Whether they conspired to affect India's batting – when they were allowed to bat on the second day of their tour match against Somerset – is unlikely. But the Indians performed woefully, losing their first six wickets for 76, one more than Somerset lost in making 425.

The first four fell to the veteran left-arm seamer Charl Willoughy. But the wicket everybody wanted went to a 19-year-old South African all-rounder, Craig Meschede, who had Sachin Tendulkar caught behind. It was Meschede's first wicket in first-class cricket, in only his fifth over. He has a tale to tell his grandchildren.

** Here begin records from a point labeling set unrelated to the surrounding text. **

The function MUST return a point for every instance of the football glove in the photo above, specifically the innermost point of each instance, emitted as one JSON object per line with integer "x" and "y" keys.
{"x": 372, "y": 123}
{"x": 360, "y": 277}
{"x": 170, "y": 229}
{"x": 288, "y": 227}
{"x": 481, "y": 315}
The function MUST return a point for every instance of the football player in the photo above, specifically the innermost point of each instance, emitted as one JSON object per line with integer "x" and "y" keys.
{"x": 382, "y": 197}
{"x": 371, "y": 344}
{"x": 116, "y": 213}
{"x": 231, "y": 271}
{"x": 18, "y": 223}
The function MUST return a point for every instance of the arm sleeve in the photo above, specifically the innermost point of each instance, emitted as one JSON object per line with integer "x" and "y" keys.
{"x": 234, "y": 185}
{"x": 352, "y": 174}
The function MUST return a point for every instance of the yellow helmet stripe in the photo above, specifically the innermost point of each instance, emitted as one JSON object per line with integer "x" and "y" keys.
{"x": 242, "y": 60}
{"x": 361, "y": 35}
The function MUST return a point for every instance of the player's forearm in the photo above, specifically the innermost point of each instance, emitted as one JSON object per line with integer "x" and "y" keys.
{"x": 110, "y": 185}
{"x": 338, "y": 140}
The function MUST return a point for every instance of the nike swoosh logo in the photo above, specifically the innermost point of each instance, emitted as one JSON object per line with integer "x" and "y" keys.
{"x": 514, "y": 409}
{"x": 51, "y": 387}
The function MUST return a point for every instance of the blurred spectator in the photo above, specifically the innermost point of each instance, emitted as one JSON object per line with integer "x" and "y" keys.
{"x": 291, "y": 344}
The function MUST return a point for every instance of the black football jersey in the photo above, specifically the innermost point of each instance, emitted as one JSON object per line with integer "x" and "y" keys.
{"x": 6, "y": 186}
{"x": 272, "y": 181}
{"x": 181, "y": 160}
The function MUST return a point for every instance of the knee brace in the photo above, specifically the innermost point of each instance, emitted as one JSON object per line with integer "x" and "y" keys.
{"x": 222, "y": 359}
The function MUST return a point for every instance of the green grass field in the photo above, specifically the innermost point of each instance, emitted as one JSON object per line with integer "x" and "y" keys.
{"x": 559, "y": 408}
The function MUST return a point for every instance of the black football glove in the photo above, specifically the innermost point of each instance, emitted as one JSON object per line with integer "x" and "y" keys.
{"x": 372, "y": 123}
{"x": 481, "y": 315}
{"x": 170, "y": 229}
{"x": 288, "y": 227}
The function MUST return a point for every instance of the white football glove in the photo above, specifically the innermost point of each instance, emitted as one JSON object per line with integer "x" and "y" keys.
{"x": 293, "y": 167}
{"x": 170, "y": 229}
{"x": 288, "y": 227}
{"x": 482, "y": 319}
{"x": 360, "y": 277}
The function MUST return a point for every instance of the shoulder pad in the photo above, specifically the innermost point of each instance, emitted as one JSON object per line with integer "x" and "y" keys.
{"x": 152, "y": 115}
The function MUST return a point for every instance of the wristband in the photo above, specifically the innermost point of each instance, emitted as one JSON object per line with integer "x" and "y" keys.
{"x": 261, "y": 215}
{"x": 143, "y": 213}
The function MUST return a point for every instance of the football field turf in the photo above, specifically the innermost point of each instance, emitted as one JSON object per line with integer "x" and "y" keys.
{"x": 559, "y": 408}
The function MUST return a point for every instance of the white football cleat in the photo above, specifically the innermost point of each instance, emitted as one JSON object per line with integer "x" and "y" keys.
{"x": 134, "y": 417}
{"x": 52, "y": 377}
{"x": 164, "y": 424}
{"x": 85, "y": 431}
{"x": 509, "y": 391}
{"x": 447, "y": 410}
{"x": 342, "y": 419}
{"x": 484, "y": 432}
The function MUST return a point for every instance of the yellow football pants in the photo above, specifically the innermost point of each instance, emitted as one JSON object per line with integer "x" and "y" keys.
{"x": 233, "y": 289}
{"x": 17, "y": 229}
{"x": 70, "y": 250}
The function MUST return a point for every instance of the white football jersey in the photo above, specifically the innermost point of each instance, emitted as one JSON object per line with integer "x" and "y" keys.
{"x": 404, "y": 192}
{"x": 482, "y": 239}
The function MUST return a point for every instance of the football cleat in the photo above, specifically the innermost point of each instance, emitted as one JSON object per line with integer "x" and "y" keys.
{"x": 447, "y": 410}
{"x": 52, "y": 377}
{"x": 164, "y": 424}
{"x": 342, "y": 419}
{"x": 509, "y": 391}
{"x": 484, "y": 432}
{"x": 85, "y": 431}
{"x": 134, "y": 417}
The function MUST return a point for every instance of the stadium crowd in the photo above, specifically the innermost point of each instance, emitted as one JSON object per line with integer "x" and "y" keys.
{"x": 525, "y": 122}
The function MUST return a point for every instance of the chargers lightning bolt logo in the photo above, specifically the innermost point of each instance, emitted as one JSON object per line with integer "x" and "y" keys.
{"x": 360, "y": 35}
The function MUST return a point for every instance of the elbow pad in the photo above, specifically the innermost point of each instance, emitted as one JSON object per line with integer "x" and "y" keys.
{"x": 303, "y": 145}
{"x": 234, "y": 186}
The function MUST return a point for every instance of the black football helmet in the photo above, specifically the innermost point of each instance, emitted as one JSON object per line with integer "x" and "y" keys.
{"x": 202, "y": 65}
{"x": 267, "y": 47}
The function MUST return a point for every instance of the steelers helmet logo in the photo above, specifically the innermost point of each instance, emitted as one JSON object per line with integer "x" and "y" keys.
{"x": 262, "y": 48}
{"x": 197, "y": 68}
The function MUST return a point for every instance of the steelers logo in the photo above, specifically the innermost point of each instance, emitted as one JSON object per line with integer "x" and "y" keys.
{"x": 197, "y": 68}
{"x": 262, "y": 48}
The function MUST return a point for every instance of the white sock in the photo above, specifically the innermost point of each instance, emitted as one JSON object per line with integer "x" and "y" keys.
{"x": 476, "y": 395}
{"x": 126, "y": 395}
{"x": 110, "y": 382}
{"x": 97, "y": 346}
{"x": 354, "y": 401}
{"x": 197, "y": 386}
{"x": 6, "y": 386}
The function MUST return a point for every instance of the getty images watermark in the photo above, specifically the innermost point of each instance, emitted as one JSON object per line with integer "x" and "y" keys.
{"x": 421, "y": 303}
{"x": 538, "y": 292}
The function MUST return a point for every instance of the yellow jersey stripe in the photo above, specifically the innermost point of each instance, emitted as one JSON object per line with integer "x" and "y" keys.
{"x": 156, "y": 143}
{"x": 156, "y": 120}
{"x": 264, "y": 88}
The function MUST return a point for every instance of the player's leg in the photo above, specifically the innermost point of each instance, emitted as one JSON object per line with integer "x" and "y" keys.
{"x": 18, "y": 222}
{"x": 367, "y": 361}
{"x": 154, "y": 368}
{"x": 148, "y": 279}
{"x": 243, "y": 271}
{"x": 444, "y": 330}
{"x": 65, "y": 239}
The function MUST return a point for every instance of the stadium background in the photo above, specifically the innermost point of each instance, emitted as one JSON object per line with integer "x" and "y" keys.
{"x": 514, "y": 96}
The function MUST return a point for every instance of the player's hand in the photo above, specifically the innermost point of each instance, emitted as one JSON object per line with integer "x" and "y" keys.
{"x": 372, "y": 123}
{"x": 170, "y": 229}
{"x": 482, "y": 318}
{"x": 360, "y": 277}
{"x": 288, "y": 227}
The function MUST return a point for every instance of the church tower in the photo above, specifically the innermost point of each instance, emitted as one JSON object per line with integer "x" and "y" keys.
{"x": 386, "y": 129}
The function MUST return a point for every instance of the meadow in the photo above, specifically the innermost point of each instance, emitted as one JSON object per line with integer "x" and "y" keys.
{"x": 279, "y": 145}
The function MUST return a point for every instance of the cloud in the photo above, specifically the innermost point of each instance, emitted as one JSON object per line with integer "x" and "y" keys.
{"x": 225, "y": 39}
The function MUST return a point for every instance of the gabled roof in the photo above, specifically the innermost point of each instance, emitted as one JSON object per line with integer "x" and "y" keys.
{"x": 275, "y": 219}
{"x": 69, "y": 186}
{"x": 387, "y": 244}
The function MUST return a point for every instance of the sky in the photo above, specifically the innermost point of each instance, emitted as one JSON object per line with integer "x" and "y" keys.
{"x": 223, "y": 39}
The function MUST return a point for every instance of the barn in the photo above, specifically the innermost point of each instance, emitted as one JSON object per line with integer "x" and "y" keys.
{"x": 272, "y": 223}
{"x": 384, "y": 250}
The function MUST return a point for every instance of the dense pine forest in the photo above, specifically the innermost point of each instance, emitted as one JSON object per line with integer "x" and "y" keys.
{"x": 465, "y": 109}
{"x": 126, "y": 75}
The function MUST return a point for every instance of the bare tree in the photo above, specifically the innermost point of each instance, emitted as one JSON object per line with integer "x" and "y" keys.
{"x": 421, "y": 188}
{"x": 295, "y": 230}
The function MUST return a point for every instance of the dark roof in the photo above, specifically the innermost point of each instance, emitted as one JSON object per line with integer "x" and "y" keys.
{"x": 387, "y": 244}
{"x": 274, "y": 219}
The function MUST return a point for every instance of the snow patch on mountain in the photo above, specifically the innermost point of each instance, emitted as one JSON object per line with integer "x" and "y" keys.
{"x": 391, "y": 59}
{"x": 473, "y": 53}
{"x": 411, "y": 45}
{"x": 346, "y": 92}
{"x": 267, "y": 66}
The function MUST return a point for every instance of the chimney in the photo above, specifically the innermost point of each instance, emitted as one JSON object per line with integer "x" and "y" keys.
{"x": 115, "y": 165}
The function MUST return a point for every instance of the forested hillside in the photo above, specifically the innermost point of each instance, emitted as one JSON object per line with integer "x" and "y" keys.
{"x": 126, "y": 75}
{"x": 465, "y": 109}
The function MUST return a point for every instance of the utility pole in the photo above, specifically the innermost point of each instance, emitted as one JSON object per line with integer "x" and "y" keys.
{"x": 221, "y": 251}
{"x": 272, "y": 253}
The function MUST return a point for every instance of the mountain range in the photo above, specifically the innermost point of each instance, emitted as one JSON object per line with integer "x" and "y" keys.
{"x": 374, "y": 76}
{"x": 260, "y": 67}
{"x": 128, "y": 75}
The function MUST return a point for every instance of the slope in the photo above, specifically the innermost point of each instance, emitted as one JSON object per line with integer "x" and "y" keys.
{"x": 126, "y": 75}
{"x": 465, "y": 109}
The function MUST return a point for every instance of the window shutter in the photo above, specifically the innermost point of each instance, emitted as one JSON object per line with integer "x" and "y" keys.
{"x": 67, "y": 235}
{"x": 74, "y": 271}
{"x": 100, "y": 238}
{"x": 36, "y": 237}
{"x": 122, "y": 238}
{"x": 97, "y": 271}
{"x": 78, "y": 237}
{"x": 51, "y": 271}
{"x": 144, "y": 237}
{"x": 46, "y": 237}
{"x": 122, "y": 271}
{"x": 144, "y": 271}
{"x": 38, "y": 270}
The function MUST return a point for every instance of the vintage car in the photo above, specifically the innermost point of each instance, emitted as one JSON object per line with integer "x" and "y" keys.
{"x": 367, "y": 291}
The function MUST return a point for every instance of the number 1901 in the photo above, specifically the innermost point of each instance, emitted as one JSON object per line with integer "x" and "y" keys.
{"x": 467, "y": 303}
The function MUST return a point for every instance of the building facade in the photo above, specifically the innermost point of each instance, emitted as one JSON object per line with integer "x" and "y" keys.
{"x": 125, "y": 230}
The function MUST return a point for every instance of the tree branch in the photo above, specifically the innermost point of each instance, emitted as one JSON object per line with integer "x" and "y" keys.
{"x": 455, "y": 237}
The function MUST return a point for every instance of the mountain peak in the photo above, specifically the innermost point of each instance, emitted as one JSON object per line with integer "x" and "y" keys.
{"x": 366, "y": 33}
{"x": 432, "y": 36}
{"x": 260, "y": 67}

Gautam Gambhir, India's acting captain, went first, followed by the 21-year-old Abhinav Mukund, Rahul Dravid and Yuvraj Singh. Then Tendulkar fell. He had survived a couple of excitable lbw shouts before he drove at Meschede's fourth ball and edged behind. The reserve wicketkeeper, Wriddhiman Saha, went almost immediately after. At 90 for 6 India's house was tumbling down.

Tendulkar, Gambhir and Yuvraj have not had an innings since late May, and that was in the Indian Premier League. Small wonder that their coach, Duncan Fletcher, tried to amend the conduct of the match to ensure, by whatever means, that they got as much cricket as possible.

India wanted 13 or even 14 a side. Somerset quite rightly declined, because they were anxious to preserve the match's first-class status. Fletcher also suggested circumventing the toss, so India could bat. Somerset quite rightly declined, because that would have been contravening the laws of the game. Then Fletcher wondered if Somerset might declare their first innings, after the second day was delayed by rain. Somerset quite rightly declined, because they wanted to make the match as proper as possible.

Fletcher was doing only what he thought was best for his team, before the First Test at Lord's on Thursday. When he was coach of England, he often asked for 13 or 14 a side, diluting the status of games.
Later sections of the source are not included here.